Prediction of recurrence after neoadjuvant chemotherapy in early triple-negative breast cancer

Abstract

Objective: This study aimed to explore the clinical and pathological biomarkers to predict recurrence after neoadjuvant
chemotherapy (NACT) in triple-negative breast cancer (TNBC). Methodology: We retrospectively reviewed our institutional database to identify patients with TNBC who underwent NACT with anthracyclines and taxanes. Medical charts
were analyzed to extract data. Log-rank was used to compare survival estimates and Cox proportional hazard to determine effects on survival. Approval from the Ethics Committee was obtained before the study procedures. Results: We
identified 110 TNBC patients receiving NACT. The median age was 48 years, 60% had stage III tumors, and 30.9% achieved pathologic complete response (pCR). One-year disease-free survival (1y-DFS) was 74.6% (95% confidence interval [CI]

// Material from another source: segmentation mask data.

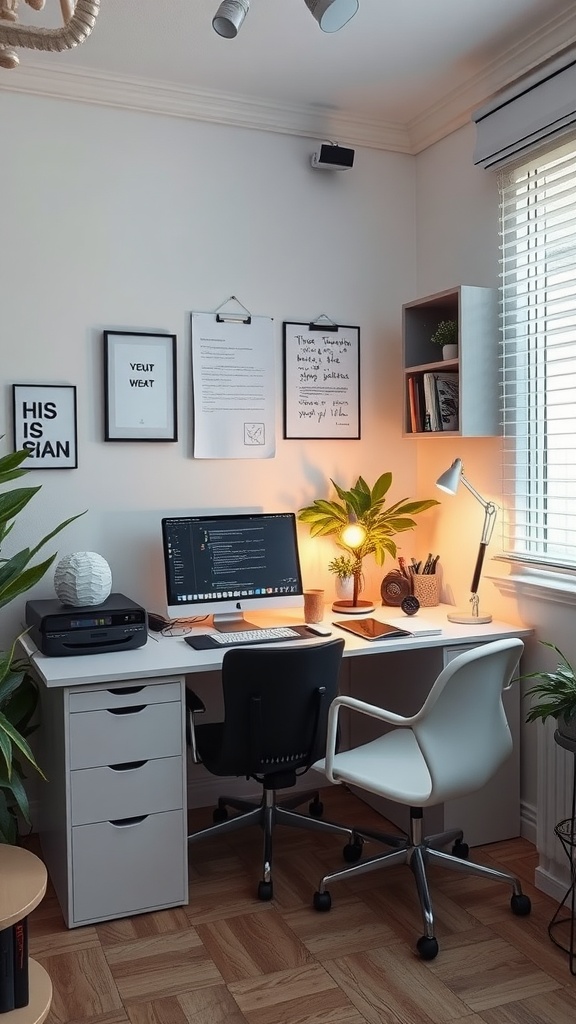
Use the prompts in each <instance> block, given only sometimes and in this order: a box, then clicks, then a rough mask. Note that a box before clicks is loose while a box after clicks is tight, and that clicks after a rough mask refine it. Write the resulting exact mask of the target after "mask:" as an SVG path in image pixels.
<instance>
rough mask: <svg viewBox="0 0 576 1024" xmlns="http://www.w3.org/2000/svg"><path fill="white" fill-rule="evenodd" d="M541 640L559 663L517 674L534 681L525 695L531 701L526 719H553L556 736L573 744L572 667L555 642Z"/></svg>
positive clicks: (573, 676) (574, 725)
mask: <svg viewBox="0 0 576 1024" xmlns="http://www.w3.org/2000/svg"><path fill="white" fill-rule="evenodd" d="M540 642H541V643H542V645H543V646H544V647H548V648H549V649H550V650H553V652H554V654H556V655H557V658H558V664H557V668H556V670H552V671H549V672H546V671H544V670H538V671H537V672H530V673H527V675H525V676H521V677H520V678H521V679H533V680H536V682H535V683H534V685H533V686H531V687H530V689H528V690H527V691H526V696H527V697H531V698H532V700H533V702H532V707H531V708H530V710H529V712H528V715H527V716H526V721H527V722H536V721H537V720H538V719H539V720H540V721H542V722H545V721H546V719H547V718H554V719H556V720H557V729H558V732H559V735H560V736H562V737H564V738H565V739H568V740H569V741H570V742H571V743H574V745H575V746H576V675H575V673H574V668H573V667H572V665H571V664H570V662H569V660H568V658H567V657H566V655H565V654H563V653H562V651H561V650H560V649H559V648H558V647H557V646H556V644H553V643H548V642H547V641H545V640H542V641H540Z"/></svg>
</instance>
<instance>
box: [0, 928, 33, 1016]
mask: <svg viewBox="0 0 576 1024" xmlns="http://www.w3.org/2000/svg"><path fill="white" fill-rule="evenodd" d="M29 1002H30V983H29V962H28V919H27V918H24V919H23V920H22V921H16V923H15V924H14V925H11V926H9V927H8V928H3V929H2V930H0V1014H6V1013H9V1012H10V1010H19V1009H22V1007H27V1006H28V1005H29Z"/></svg>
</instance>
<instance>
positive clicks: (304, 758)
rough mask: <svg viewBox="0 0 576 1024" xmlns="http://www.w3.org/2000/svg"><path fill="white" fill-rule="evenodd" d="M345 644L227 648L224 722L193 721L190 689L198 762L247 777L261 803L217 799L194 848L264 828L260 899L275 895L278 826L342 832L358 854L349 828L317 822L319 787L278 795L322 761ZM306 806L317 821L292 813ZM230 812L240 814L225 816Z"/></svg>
mask: <svg viewBox="0 0 576 1024" xmlns="http://www.w3.org/2000/svg"><path fill="white" fill-rule="evenodd" d="M343 646H344V643H343V640H330V641H328V642H327V643H321V644H315V645H307V644H306V645H303V646H300V645H299V644H298V645H296V644H292V646H288V645H286V646H284V647H276V646H274V647H243V648H234V649H230V650H228V651H227V652H225V654H224V657H223V660H222V690H223V699H224V720H223V722H217V723H214V724H209V723H207V724H206V725H198V724H197V722H196V717H197V715H198V714H201V713H202V712H203V711H204V706H203V703H202V701H201V700H200V699H199V698H198V696H197V694H196V693H194V691H192V690H187V705H188V711H189V719H188V727H189V734H188V739H189V744H190V748H191V753H192V757H193V760H194V761H195V762H197V763H202V764H203V765H204V766H205V768H207V770H208V771H209V772H211V774H212V775H227V776H229V777H230V776H234V775H236V776H242V775H244V776H246V778H253V779H255V780H256V781H257V782H259V783H260V785H261V786H262V797H261V801H260V803H259V804H256V803H253V802H250V801H247V800H237V799H235V798H233V797H220V798H219V800H218V806H217V808H216V809H215V810H214V812H213V819H214V822H215V824H213V825H211V826H209V827H208V828H203V829H201V830H200V831H197V833H193V834H192V835H191V836H189V843H191V844H192V843H199V842H200V841H201V840H203V839H207V838H209V837H212V836H217V835H223V834H224V833H229V831H233V830H235V829H237V828H241V827H243V826H244V825H250V824H259V825H260V827H261V828H262V829H263V834H264V837H263V867H262V879H261V881H260V882H259V884H258V899H262V900H269V899H272V897H273V881H272V836H273V829H274V826H275V824H284V825H295V826H297V827H301V828H311V829H314V830H316V831H326V833H336V834H340V835H342V836H345V837H346V838H347V840H348V845H349V846H351V848H354V849H355V851H356V848H355V846H354V844H355V836H354V833H353V830H352V829H351V828H345V827H342V826H341V825H338V824H335V823H333V822H328V821H320V820H319V817H320V815H321V814H322V813H323V806H322V803H321V801H320V798H319V793H318V790H315V791H308V792H305V793H297V794H296V795H295V796H294V797H293V798H292V799H290V800H287V801H283V802H282V803H281V804H279V803H277V797H276V794H277V791H278V790H288V788H290V787H292V786H294V785H295V784H296V779H297V778H298V777H299V776H300V775H302V774H303V773H304V772H306V771H307V770H308V768H310V767H311V766H312V765H313V764H314V762H315V761H317V760H318V759H319V758H321V757H324V754H325V751H326V730H327V722H328V709H329V707H330V703H331V701H332V700H333V699H334V697H335V696H336V693H337V690H338V673H339V669H340V662H341V657H342V649H343ZM307 801H310V802H311V803H310V812H311V815H313V816H312V817H307V816H306V815H304V814H300V813H298V812H296V811H294V810H293V808H295V807H297V806H298V805H300V804H303V803H305V802H307ZM228 808H233V809H235V810H238V811H240V812H241V813H240V814H238V815H237V816H236V817H234V818H230V819H228ZM360 853H361V847H359V850H358V855H360Z"/></svg>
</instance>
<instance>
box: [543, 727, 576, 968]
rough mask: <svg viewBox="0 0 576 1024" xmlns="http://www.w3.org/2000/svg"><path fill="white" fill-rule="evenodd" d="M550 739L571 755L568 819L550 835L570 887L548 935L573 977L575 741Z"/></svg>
mask: <svg viewBox="0 0 576 1024" xmlns="http://www.w3.org/2000/svg"><path fill="white" fill-rule="evenodd" d="M554 739H556V741H557V743H559V745H560V746H563V748H564V749H565V750H566V751H570V752H571V753H572V754H574V775H573V780H572V808H571V816H570V817H569V818H564V819H563V820H562V821H559V822H558V824H557V825H556V826H554V835H556V836H558V838H559V840H560V842H561V843H562V847H563V849H564V852H565V853H566V856H567V857H568V862H569V864H570V879H571V884H570V886H569V887H568V889H567V890H566V894H565V896H564V899H563V900H562V902H561V903H560V904H559V906H558V908H557V910H556V913H554V915H553V918H552V920H551V921H550V923H549V925H548V935H549V937H550V939H551V940H552V942H553V944H554V945H556V946H558V947H559V948H560V949H563V950H564V952H566V953H568V955H569V965H570V973H571V974H572V975H575V976H576V949H575V931H576V921H575V910H576V741H575V740H573V739H570V738H569V737H567V736H564V735H562V733H559V732H558V730H557V731H556V732H554ZM567 931H568V934H569V942H568V944H566V941H561V938H560V937H559V933H560V934H562V936H563V938H564V939H565V938H566V933H567Z"/></svg>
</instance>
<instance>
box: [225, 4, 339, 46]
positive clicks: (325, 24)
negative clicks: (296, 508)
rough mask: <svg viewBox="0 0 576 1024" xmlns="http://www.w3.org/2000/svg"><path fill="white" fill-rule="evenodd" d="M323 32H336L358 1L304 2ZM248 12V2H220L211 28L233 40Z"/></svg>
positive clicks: (305, 4)
mask: <svg viewBox="0 0 576 1024" xmlns="http://www.w3.org/2000/svg"><path fill="white" fill-rule="evenodd" d="M304 3H305V5H306V7H307V9H308V10H310V12H311V14H312V15H313V17H315V18H316V20H317V22H318V24H319V26H320V28H321V29H322V31H323V32H338V30H339V29H342V28H343V26H344V25H345V24H346V22H349V20H351V18H352V17H354V15H355V14H356V12H357V10H358V7H359V0H304ZM249 10H250V0H222V2H221V3H220V6H219V7H218V9H217V11H216V13H215V14H214V17H213V18H212V28H213V29H214V31H215V32H217V33H218V36H223V38H224V39H235V38H236V36H237V35H238V33H239V32H240V29H241V28H242V25H243V24H244V18H245V17H246V14H247V13H248V11H249Z"/></svg>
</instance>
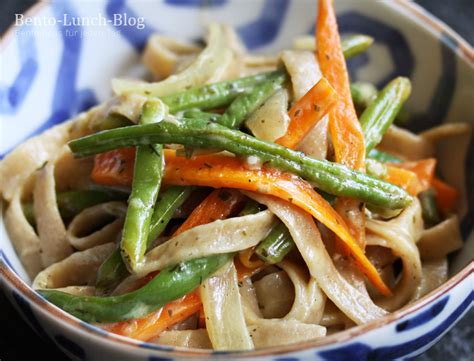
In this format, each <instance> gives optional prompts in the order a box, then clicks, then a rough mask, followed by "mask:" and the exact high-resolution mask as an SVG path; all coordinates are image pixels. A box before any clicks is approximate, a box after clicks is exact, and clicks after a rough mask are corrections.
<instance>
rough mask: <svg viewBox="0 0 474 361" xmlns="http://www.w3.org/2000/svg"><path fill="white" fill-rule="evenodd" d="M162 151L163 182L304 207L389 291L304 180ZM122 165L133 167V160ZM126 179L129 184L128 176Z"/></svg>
mask: <svg viewBox="0 0 474 361" xmlns="http://www.w3.org/2000/svg"><path fill="white" fill-rule="evenodd" d="M164 155H165V164H166V166H165V172H164V176H163V181H164V183H165V184H173V185H197V186H205V187H215V188H236V189H244V190H248V191H254V192H258V193H263V194H268V195H272V196H275V197H277V198H280V199H284V200H286V201H289V202H291V203H293V204H295V205H296V206H298V207H300V208H301V209H303V210H305V211H307V212H308V213H310V214H311V215H312V216H313V217H315V218H316V219H317V220H319V221H320V222H321V223H323V224H324V225H325V226H326V227H328V228H329V229H331V230H332V231H333V232H334V233H335V234H336V235H337V236H338V237H339V238H340V239H341V241H342V242H343V243H344V245H345V249H347V251H348V252H349V253H350V254H351V255H352V256H353V258H354V259H355V260H356V264H357V265H358V267H359V268H360V269H361V271H362V272H364V273H365V274H366V275H367V278H368V279H369V281H370V282H372V283H373V284H374V286H375V287H377V288H378V289H379V291H380V292H381V293H382V294H384V295H389V294H390V290H389V289H388V287H387V286H386V285H385V284H384V282H383V281H382V279H381V278H380V276H379V274H378V273H377V271H376V269H375V268H374V266H373V265H372V264H371V263H370V262H369V260H368V259H367V257H366V256H365V254H364V252H363V250H362V249H361V247H360V246H359V245H358V243H357V242H356V241H355V240H354V238H353V236H352V235H351V233H350V231H349V229H348V227H347V225H346V223H345V222H344V220H343V219H342V218H341V216H340V215H339V214H338V213H337V212H336V211H335V210H334V209H333V208H332V207H331V205H330V204H329V203H328V202H326V201H325V200H324V198H322V197H321V196H320V195H319V194H318V193H316V192H315V191H314V189H313V188H312V187H311V185H310V184H309V183H307V182H306V181H304V180H302V179H301V178H299V177H297V176H295V175H292V174H290V173H286V172H282V171H280V170H278V169H271V168H262V169H259V170H252V169H249V168H248V167H247V166H246V164H245V162H244V161H242V160H240V159H238V158H235V157H227V156H223V155H201V156H196V157H193V158H191V159H187V158H185V157H179V156H177V155H176V151H174V150H171V149H166V150H165V151H164ZM126 166H127V167H130V168H131V169H133V162H130V164H127V165H126ZM128 181H129V183H128V184H131V181H132V178H131V177H130V178H129V180H128Z"/></svg>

65.3–85.3). A higher risk of recurrence was observed in patients with residual disease (RD) (hazard ratio [HR] 5.0, 95%CI
1.17–21.52), stage III disease (HR 2.7, 95%CI 1.02–7.48), and neutrophil-to-lymphocyte ratio (NLR) >2 (HR 2.66, 95%CI 1.03–
6.87). In a subgroup analysis, the percentage of tumor-infiltrating lymphocytes (TILs) ≥30% was a favorable prognostic factor in stage II disease (no patients recurred after a median follow-up of 13.2 months) but did not impact prognosis in stage
III. Among patients with pCR, those who had NLR >2 had a significantly worse prognosis (1y-DFS: 100% vs. 75%, p=0.039),
while TIL levels did not predict the risk of recurrence. The prognosis of patients who had RD after NACT was not related
to TILs ≤30% (p=0.56) or NLR >2 (p=0.34). Conclusion: After NACT, patients with RD and those with high NLR despite
pCR have a significant risk of recurrence. TIL levels did not discriminate recurrence risk within the subgroups of pCR or
RD. As a readily available biomarker, NLR should be further explored to tailor treatment decisions.